The existence of such a database comes as no surprise to those who are familiar with communist tactics. U.S. Deputy National Security Advisor Matt Pottinger said, “Assembling dossiers has always been a feature of Leninist regimes. The material is used now, as before, to influence and intimidate, reward and blackmail, flatter and humiliate, divide and conquer.”

Chinese Intelligence Act requires all Chinese companies to comply with any legal requests from state agencies to hand over data they have on their servers. Chinese companies operate outside of China are no exception.

Network security firm Palo Alto Networks discovered that Baidu Maps and Baidu Search Box, two Android apps by China's search giant Baidu, collected sensitive user information without users' knowledge, thus compromising their online security. Google recently removed the two apps upon the findings.

Tencent, the parent company of WeChat, is also the world's largest video game publisher. It has invested in 16 game companies outside China, including Fortnite Studio and Riot Games. Some analysts believe that the information collected from game players, such as user name, location, voice samples, and payment information, can potentially pose more security threats to the public than those collected from WeChat users. Also the plug-ins of video game software can be used by CCP intelligence agencies to download and upload files from users' computers.

Moreover, the CCP is using the United Nations to expand its surveillance reach. According to memorandums signed by U.N.'s Department of Economic and Social Affairs and the Chinese government, China will set up a U.N. Global Geospatial Center in Deqing County of Zhejiang province, and an International Research Center of Big Data in Hangzhou to facilitate the implementation of the U.N.'s 2030 Agenda for Sustainable Development.

In an article published in Wall Street Journal on October 7, 2020, titled “China Uses the U.N. To Expand Its Surveillance Reach,” author Claudia Rosett wrote, “Mr. Xi’s promised U.N.-China geospatial and big-data advanced would enable for detailed mapping of every thing from topography and infrastructure to human conduct, throughout time and across the globe. China beneath its personal steam is already accumulating and in some instances pilfering troves of information world-wide.

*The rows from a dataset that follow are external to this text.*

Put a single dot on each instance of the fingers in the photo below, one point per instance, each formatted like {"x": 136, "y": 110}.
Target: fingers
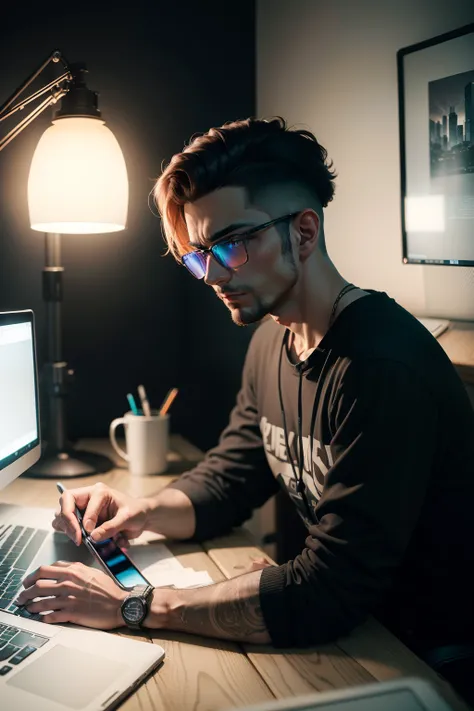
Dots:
{"x": 258, "y": 564}
{"x": 67, "y": 519}
{"x": 99, "y": 499}
{"x": 111, "y": 528}
{"x": 50, "y": 572}
{"x": 58, "y": 617}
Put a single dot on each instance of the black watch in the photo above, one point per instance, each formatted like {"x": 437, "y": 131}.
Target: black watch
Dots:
{"x": 136, "y": 606}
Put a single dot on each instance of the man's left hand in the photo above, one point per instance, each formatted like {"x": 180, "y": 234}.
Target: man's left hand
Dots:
{"x": 73, "y": 592}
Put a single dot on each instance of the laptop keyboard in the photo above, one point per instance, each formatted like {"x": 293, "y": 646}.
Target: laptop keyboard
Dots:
{"x": 16, "y": 645}
{"x": 18, "y": 547}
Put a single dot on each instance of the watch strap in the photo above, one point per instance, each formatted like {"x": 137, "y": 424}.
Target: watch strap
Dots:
{"x": 143, "y": 592}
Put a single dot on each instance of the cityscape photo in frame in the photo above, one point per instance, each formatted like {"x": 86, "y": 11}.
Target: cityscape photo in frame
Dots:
{"x": 436, "y": 106}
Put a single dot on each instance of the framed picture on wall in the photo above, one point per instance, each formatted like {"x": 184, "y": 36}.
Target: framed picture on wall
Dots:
{"x": 436, "y": 109}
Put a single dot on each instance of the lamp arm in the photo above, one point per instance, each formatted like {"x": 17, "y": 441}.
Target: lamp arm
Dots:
{"x": 30, "y": 118}
{"x": 55, "y": 57}
{"x": 47, "y": 88}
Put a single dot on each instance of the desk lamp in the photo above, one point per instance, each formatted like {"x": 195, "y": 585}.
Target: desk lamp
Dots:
{"x": 77, "y": 185}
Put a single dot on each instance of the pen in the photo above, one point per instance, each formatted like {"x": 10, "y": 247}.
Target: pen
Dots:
{"x": 78, "y": 512}
{"x": 144, "y": 401}
{"x": 168, "y": 401}
{"x": 131, "y": 402}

However the U.N. badge of legitimacy would make it simpler for Beijing to save flows of information from member states, affect U.N. requirements and norms for such information assortment, form the outcomes, feed them into the U.N. system—and project the Chinese language Communist Occasion’s techno-tyranny worldwide.”

Democrat Senator Mark Warner, a former telecom executive, posted on twitter, “Chinese leaders aim to influence the whole suite of next-generation technology, including A.I. and facial recognition. Communist Party Leaders are developing a model of technological governance that should worry all of us.”

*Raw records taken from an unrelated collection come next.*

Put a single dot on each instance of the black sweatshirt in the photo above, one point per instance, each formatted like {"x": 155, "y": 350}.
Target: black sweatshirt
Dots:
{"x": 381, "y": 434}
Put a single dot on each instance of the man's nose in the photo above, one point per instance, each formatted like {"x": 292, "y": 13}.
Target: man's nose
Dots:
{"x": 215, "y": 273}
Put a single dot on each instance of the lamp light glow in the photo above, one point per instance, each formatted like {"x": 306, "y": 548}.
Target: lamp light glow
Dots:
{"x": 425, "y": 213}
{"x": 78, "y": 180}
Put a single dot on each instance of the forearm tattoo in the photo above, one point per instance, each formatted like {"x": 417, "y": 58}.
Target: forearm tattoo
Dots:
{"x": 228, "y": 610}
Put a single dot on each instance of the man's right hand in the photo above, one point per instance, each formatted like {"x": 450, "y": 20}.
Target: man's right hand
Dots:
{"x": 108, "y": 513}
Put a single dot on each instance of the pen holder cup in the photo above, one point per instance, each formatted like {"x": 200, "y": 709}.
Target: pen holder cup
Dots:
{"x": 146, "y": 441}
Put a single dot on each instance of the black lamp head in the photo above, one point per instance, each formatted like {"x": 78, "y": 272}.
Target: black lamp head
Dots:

To counter China's global ambition, the U.S. government is leading the effort to address the threat of CCP in cyberspace. Secretary of State Mike Pompeo announced on April 29, 2020, that the U.S. Department of State will begin requiring a “clean path” for all 5G network traffic between U.S. Diplomatic facilities and the United States. “We will keep doing all we can to keep our critical data and our networks safe from the Chinese Communist Party,” Pompeo said.

On August 4, 2020, Pompeo announced the expansion of the Clean Path initiative to Clean Network to ensure data traveling on 5G networks into U.S. diplomatic facilities overseas and within the United States is secure according to internationally accepted digital trust standards. By November, Clean Network grew to 52 country members, representing two-thirds of the global economic output. He urged allies and partners in both governments and private sectors around the world to join the effort to secure data from the CCP.

The European Commission, together with EU member states, released the 5G Cybersecurity Toolbox that defines the criteria and gives clear measures to avoid the use of “high-risk” suppliers in the network. Twenty-seven NATO members have committed to be “Clean Countries” by allowing only trusted vendors in their 5G networks. During a visit to eight European countries, U.S. Under Secretary of State Keith Krach said, “Countries and companies now understand that the central issue is not about technology, but trust.”